O candidato presidencial Henrique Gouveia e Melo participou esta terça-feira, em Lisboa, numa protocolo do 10 de Junho de homenagem aos ex-combatentes, na qual ouviu gritos de traição e insultos racistas devido à presença do imã de Lisboa.
A protocolo, intitulada XXXIII Encontro Vernáculo de Homenagem aos Combatentes, realizou-se, uma vez que todos os anos, no Monumento aos Combatentes do Ultramar, em Belém, Lisboa, e foi também acompanhada pelo presidente da Câmara Municipal de Lisboa, Carlos Moedas, e por centenas de pessoas, a maioria das quais ex-combatentes.
Com início às 12:00, precisamente na profundeza em que o Presidente da República, Marcelo Rebelo de Sousa, fazia o seu tradicional exposição do 10 de Junho em Lagos, a protocolo contou com os discursos do presidente da Percentagem Executiva que organizou levante encontro, major-general Avelar de Sousa, e do coronel comando Paulo Pipa de Amorim.
Gerou-se, mas, alguma tensão quando o imã da Mesquita Meão de Lisboa, sheik David Munir, subiu ao varanda adiante do monumento, num momento que a organização apresentava uma vez que “uma protocolo inter-religiosa católica e muçulmana”.
Quando o sheik se estava a encaminhar para o varanda, um varão vestido com uma farda caqui insurgiu-se, aproximando-se do sítio e começando a gritar que a presença do imã de Lisboa nesta protocolo era “uma traição ao povo português”.

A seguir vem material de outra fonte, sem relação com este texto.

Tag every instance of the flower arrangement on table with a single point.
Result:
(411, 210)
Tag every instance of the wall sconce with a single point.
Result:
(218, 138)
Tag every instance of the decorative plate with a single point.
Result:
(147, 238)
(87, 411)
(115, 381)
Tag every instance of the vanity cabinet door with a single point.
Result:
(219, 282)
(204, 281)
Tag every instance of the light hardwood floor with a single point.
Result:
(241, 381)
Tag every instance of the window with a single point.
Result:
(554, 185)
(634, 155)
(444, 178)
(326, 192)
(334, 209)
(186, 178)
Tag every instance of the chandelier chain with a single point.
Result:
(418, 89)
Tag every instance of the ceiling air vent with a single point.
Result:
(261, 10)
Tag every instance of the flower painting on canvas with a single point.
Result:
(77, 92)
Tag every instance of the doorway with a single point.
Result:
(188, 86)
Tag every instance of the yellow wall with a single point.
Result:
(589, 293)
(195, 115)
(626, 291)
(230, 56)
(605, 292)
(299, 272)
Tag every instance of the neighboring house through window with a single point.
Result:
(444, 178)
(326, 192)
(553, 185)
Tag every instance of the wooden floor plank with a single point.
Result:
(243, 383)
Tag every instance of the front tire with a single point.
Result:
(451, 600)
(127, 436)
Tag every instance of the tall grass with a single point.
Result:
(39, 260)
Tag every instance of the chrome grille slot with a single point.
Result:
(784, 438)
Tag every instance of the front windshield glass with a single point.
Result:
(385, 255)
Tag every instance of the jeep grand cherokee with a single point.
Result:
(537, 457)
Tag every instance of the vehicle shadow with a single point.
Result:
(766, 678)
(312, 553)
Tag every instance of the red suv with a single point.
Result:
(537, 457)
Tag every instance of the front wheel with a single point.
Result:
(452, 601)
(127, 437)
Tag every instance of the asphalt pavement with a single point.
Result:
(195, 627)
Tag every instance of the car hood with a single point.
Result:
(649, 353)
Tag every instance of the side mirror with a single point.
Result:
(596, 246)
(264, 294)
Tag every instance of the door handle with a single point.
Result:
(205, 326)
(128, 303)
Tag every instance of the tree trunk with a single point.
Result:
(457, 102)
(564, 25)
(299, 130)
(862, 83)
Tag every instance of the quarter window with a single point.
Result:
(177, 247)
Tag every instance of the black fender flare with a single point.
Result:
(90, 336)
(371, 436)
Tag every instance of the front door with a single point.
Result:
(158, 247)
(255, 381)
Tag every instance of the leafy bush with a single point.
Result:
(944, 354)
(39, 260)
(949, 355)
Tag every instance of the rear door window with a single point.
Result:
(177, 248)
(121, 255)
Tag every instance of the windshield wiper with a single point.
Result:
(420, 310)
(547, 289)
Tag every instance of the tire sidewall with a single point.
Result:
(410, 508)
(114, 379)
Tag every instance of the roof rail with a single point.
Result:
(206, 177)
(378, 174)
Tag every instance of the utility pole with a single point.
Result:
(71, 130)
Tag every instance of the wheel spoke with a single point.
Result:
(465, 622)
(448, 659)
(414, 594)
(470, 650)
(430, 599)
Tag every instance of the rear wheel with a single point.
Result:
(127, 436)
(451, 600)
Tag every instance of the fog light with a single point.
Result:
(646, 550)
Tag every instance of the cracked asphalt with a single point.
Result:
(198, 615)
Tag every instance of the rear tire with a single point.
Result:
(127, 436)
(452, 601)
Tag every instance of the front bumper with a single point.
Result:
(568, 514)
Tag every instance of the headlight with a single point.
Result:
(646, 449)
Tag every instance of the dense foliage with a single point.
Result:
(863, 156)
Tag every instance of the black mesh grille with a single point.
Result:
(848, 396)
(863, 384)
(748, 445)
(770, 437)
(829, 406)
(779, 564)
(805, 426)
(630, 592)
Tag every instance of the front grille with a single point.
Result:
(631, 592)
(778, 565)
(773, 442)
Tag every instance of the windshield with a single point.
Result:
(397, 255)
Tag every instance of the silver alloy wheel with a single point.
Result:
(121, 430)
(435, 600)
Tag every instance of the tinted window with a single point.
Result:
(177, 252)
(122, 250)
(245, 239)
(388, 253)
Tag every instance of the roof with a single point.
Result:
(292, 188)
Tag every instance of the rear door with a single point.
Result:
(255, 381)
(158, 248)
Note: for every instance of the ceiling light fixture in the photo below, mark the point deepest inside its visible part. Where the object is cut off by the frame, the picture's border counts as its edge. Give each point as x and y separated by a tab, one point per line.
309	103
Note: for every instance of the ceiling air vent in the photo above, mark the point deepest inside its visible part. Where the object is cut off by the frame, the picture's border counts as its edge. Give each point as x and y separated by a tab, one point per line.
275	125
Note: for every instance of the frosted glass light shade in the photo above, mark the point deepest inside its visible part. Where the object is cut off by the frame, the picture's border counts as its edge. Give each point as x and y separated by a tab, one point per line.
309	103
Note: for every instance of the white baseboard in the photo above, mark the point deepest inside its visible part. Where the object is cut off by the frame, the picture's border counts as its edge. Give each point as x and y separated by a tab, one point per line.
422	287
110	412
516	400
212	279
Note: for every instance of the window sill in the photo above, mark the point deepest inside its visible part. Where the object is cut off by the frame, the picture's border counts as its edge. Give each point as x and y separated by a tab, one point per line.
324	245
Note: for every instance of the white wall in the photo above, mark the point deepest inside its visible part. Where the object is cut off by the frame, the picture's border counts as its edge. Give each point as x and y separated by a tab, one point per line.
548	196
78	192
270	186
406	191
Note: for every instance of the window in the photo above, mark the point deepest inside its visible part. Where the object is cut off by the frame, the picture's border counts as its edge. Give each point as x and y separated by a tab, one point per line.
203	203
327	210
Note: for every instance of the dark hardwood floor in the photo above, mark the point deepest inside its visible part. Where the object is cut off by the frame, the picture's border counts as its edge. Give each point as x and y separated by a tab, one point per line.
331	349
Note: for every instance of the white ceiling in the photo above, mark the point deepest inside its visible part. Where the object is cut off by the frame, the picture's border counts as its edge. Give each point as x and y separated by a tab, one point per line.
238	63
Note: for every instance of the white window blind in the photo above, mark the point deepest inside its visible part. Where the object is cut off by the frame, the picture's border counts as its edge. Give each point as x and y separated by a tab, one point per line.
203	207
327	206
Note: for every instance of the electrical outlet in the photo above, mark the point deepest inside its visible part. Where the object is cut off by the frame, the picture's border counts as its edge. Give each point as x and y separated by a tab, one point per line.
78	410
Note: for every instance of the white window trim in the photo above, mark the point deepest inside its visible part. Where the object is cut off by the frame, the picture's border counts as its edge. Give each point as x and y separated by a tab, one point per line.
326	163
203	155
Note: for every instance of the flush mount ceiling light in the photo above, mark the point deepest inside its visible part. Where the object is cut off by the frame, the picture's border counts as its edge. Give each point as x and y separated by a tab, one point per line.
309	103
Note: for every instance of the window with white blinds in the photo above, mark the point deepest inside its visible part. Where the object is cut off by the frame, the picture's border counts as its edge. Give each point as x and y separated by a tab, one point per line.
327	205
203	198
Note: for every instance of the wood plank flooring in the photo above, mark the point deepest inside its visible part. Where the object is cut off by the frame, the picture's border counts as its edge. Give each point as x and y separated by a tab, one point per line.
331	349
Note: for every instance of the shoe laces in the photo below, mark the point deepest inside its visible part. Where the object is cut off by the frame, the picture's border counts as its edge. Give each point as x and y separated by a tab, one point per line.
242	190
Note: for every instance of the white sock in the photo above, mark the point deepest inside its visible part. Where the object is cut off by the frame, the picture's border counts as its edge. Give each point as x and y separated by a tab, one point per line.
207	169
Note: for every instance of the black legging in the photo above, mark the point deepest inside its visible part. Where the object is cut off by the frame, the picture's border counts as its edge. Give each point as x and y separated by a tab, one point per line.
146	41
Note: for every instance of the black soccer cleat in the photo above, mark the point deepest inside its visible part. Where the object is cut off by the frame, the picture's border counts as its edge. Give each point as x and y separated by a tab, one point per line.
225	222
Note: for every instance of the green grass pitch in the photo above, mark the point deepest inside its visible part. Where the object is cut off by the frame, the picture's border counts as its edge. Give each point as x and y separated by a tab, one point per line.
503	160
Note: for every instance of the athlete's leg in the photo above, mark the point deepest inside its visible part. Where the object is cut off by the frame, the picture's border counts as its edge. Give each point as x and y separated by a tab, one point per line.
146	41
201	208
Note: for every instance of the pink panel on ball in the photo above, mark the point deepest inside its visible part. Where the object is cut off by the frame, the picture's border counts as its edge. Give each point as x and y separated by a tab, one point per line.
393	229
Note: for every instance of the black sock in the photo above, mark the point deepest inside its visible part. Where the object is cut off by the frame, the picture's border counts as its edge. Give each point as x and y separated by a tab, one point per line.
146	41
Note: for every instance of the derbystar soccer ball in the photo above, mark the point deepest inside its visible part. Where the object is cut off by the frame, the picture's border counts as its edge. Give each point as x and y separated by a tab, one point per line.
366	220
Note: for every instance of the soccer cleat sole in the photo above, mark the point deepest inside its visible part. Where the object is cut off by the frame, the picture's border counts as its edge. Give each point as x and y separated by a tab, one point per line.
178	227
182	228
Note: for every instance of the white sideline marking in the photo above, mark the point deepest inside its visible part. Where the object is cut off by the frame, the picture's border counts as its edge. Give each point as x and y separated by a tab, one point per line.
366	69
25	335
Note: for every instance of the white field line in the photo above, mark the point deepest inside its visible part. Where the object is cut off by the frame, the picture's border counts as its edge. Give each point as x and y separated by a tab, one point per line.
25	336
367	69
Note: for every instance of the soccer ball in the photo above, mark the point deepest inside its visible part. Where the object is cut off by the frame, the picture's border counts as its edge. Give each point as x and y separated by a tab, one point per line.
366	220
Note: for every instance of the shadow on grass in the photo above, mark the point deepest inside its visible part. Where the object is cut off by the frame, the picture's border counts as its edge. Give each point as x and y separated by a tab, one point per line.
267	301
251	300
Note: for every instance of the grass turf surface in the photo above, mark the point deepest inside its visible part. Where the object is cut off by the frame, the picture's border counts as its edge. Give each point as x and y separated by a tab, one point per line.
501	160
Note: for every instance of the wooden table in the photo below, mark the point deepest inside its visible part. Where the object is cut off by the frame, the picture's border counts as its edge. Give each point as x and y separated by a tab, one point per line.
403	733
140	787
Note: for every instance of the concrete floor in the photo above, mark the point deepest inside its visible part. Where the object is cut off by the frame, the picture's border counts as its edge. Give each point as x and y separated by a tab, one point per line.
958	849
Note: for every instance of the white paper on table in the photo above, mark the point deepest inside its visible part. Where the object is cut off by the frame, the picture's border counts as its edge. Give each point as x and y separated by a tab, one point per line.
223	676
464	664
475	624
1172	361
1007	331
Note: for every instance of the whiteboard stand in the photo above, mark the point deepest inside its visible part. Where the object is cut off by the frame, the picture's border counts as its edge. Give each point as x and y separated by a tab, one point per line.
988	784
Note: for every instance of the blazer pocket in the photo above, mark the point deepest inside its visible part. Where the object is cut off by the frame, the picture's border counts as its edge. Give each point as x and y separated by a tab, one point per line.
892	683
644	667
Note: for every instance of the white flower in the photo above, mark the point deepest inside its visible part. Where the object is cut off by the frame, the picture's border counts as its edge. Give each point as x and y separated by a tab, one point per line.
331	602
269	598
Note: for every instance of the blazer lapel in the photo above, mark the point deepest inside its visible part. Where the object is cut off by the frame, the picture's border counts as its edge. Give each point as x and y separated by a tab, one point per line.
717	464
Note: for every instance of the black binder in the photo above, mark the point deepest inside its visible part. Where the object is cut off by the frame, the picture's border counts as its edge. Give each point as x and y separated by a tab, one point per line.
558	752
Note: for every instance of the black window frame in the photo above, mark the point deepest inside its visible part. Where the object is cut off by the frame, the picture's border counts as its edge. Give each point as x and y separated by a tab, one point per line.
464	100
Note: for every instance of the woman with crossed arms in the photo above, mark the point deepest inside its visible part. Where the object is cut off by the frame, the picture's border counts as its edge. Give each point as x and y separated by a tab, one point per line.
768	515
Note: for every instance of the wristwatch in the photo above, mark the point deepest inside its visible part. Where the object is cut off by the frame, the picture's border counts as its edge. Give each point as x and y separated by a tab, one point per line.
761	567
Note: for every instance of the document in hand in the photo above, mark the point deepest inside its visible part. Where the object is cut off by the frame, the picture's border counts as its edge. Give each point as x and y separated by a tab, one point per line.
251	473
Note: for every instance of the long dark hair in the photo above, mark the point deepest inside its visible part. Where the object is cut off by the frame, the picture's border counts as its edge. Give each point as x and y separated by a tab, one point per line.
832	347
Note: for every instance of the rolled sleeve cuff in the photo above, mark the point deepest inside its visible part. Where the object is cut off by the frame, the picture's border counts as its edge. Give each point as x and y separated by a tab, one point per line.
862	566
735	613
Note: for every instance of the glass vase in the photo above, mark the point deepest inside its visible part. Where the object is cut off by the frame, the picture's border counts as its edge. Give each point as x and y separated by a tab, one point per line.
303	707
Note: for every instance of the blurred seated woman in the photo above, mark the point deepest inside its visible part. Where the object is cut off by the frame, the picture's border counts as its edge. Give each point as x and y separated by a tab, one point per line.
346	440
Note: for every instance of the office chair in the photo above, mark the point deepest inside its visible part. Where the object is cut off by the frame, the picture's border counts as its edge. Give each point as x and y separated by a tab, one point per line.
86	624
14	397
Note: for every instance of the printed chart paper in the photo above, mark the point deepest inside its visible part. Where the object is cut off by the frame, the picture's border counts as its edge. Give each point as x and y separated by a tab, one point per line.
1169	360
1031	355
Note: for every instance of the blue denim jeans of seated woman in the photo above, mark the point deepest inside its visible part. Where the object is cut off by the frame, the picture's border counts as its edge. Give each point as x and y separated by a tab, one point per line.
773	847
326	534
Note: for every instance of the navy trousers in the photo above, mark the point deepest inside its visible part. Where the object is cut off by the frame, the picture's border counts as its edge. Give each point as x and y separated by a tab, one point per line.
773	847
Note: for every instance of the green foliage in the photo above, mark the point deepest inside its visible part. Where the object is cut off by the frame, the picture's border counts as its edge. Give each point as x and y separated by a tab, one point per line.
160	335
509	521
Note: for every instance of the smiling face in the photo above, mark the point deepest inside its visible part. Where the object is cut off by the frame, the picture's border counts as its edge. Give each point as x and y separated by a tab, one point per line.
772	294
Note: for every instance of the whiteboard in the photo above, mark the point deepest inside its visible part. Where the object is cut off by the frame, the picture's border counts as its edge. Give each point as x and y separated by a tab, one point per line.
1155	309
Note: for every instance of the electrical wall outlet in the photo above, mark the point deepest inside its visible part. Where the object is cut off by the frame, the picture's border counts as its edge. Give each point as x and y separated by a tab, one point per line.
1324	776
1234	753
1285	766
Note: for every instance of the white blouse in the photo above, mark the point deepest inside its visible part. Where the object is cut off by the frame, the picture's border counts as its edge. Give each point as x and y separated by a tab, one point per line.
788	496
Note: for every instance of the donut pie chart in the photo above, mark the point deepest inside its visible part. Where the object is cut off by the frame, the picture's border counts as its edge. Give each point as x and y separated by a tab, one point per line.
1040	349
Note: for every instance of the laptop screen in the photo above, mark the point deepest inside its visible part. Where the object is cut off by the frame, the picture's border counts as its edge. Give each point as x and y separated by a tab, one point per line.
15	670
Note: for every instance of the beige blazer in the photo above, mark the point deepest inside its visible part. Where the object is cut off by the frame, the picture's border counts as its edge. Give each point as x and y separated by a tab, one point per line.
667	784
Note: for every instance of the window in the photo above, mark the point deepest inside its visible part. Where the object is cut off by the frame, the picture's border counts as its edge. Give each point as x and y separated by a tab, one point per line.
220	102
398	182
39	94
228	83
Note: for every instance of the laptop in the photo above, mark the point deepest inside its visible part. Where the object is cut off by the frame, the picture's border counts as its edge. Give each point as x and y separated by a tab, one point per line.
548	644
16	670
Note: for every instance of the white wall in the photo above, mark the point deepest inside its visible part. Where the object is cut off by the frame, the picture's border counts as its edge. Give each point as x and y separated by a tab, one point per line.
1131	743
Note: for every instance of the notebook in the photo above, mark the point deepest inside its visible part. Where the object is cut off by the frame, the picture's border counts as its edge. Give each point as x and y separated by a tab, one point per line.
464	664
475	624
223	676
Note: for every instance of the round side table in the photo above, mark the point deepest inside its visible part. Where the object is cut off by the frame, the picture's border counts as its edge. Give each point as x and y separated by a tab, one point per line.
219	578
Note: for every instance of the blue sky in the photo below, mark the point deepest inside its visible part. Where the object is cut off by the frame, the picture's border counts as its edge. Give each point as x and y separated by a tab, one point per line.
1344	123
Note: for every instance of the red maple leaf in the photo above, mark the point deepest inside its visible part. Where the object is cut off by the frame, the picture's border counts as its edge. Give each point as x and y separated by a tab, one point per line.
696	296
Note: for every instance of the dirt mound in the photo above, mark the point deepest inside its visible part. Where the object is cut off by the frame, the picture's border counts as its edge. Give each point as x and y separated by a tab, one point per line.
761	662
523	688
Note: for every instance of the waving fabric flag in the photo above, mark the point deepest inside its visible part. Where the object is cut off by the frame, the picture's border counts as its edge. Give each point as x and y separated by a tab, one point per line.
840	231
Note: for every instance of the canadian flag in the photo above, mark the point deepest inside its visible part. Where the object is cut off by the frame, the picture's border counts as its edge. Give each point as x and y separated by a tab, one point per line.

“Isto é uma vergonha, pá. Isto é não é a tua pátria”, gritou outro varão no final da breve mediação de David Munir, antes de se encaminhar a Gouveia e Melo, que se encontrava à sua frente, a poucos metros de intervalo.
“O almirante Gouveia e Melo está entregue aos traidores”, acusou, continuando com insultos de caráter racista durante largos minutos, antes de as autoridades intervirem – numa profundeza de quase confronto físico com outras pessoas que lhe pediam para se embatucar – e o retirarem para um espaço mais recuado, onde alguns cidadãos faziam a saudação nazi.
No final da protocolo, em declarações aos jornalistas, Gouveia e Melo foi questionado sobre levante incidente, mas não se quis pronunciar, afirmando unicamente que “estes momentos são de união e não de desunião”.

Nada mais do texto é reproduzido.